Para milhões de cristãos em todo o mundo, o Natal assinala o nascimento de Jesus Cristo. A data é conhecida, repetida e celebrada há gerações. Mas a convicção de que Jesus nasceu a 25 de dezembro do ano 1 não resiste à análise histórica e científica. Investigações cruzadas entre história antiga, textos bíblicos e astronomia indicam que o nascimento terá ocorrido vários anos antes e muito provavelmente noutra estação do ano.
De acordo com a Executive Digest, site especializado em atualidade, os cálculos apontam para um nascimento situado entre 6 e 4 antes de Cristo. A mesma fonte sublinha que o erro resulta de uma cronologia estabelecida séculos depois dos acontecimentos, com base em pressupostos hoje considerados frágeis.
O tema pode parecer apenas académico, mas toca num dos pilares simbólicos do Cristianismo. A questão não é apenas o dia, mas o enquadramento histórico em que Jesus terá nascido. E é aí que os dados começam a afastar-se da tradição.
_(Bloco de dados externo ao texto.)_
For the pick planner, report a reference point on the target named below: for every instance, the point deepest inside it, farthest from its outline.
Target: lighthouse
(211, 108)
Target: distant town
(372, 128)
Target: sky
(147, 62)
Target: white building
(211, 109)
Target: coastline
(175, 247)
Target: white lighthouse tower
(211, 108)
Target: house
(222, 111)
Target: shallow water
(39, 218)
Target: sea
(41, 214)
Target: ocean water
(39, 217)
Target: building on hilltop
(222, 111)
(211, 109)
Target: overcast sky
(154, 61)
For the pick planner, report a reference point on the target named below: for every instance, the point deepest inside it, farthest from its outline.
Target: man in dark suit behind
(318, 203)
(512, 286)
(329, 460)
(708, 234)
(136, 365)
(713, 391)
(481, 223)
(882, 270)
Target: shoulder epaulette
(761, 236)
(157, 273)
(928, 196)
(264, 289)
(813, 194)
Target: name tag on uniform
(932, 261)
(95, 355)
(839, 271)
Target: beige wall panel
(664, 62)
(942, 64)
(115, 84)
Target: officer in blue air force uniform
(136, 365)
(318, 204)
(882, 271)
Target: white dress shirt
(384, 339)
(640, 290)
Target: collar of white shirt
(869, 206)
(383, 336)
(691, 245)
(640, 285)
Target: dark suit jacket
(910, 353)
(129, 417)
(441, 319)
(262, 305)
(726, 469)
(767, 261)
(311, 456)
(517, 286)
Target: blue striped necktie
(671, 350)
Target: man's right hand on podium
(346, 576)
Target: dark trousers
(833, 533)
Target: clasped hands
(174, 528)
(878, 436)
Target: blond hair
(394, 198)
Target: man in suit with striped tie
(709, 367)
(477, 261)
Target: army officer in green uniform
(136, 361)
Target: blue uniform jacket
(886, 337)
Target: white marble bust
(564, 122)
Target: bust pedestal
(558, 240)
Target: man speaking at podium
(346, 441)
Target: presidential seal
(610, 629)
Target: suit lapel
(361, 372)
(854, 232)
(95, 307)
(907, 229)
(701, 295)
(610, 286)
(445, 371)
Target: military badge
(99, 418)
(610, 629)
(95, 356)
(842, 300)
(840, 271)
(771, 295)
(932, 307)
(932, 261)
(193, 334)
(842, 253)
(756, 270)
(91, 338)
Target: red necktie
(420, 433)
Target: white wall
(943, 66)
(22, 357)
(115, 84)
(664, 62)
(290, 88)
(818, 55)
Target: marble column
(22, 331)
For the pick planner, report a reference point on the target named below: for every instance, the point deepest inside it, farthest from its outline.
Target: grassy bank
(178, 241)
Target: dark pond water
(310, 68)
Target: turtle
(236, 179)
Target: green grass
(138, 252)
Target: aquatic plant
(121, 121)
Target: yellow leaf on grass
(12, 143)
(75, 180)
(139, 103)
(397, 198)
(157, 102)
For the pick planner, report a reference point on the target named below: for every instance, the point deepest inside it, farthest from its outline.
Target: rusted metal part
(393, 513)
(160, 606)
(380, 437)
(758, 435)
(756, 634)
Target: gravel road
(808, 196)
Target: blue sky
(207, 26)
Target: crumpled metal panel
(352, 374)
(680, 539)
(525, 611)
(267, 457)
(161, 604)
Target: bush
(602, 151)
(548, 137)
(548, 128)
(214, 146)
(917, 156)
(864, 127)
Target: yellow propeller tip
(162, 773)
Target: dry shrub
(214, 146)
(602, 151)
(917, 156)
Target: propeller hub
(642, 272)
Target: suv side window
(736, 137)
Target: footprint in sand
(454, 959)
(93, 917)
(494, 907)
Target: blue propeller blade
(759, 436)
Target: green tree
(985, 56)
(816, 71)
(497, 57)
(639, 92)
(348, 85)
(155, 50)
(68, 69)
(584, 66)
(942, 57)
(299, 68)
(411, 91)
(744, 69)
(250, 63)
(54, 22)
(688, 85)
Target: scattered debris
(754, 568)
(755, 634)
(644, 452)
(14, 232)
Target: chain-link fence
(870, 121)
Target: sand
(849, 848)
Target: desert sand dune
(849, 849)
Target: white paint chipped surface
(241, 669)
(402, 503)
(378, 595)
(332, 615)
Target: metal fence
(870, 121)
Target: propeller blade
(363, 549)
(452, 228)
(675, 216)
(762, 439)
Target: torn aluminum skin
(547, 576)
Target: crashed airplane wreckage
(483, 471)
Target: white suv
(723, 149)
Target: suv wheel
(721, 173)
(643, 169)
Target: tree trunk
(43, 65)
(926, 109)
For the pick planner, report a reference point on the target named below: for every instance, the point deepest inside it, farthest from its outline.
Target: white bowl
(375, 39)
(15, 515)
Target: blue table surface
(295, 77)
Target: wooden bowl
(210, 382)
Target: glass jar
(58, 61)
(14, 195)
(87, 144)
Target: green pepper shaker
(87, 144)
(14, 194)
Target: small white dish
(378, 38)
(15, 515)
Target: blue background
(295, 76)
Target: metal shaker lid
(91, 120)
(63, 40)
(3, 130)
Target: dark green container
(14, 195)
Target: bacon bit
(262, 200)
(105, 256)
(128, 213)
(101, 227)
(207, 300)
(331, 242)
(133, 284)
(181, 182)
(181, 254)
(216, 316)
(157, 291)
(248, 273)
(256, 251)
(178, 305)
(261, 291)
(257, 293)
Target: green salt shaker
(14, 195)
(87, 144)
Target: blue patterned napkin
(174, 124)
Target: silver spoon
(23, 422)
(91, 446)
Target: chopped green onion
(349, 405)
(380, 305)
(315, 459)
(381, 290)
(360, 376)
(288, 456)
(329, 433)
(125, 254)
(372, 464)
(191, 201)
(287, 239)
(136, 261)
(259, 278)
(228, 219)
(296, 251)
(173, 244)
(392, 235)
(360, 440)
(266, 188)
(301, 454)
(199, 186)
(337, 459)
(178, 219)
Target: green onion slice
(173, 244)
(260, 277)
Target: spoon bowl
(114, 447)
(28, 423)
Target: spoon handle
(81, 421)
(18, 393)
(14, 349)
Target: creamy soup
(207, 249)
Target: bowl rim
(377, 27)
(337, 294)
Um erro que atravessou séculos
A contagem dos anos no calendário cristão foi definida no século VI pelo monge Dionísio, o Exíguo. Ao calcular o nascimento de Jesus, Dionísio fixou-o no ano 1 da era cristã. O problema é que essa conta não teve em consideração vários dados históricos que hoje são consensuais entre os especialistas.
Os Evangelhos situam o nascimento de Jesus durante o reinado de Herodes, o Grande. Sabe-se, por fontes históricas independentes, que Herodes morreu em 4 antes de Cristo. Isso significa que Jesus terá necessariamente nascido antes dessa data. A margem mais aceite pelos investigadores aponta para um período entre 6 e 4 a.C.
Há ainda pormenores narrativos que levantam dúvidas sobre uma data invernal. Os textos bíblicos referem pastores a vigiar rebanhos durante a noite, uma prática pouco compatível com o inverno na Judeia, quando o frio e a chuva levavam os animais a ser recolhidos.
A pista que vem do céu
A chamada estrela de Belém é outro elemento frequentemente analisado. O fenómeno descrito nos Evangelhos tem sido associado a eventos astronómicos reais. Registos chineses falam da observação prolongada de um corpo celeste brilhante em 5 antes de Cristo, visível durante cerca de 70 dias. Alguns astrónomos admitem que poderá ter sido um cometa ou uma nova.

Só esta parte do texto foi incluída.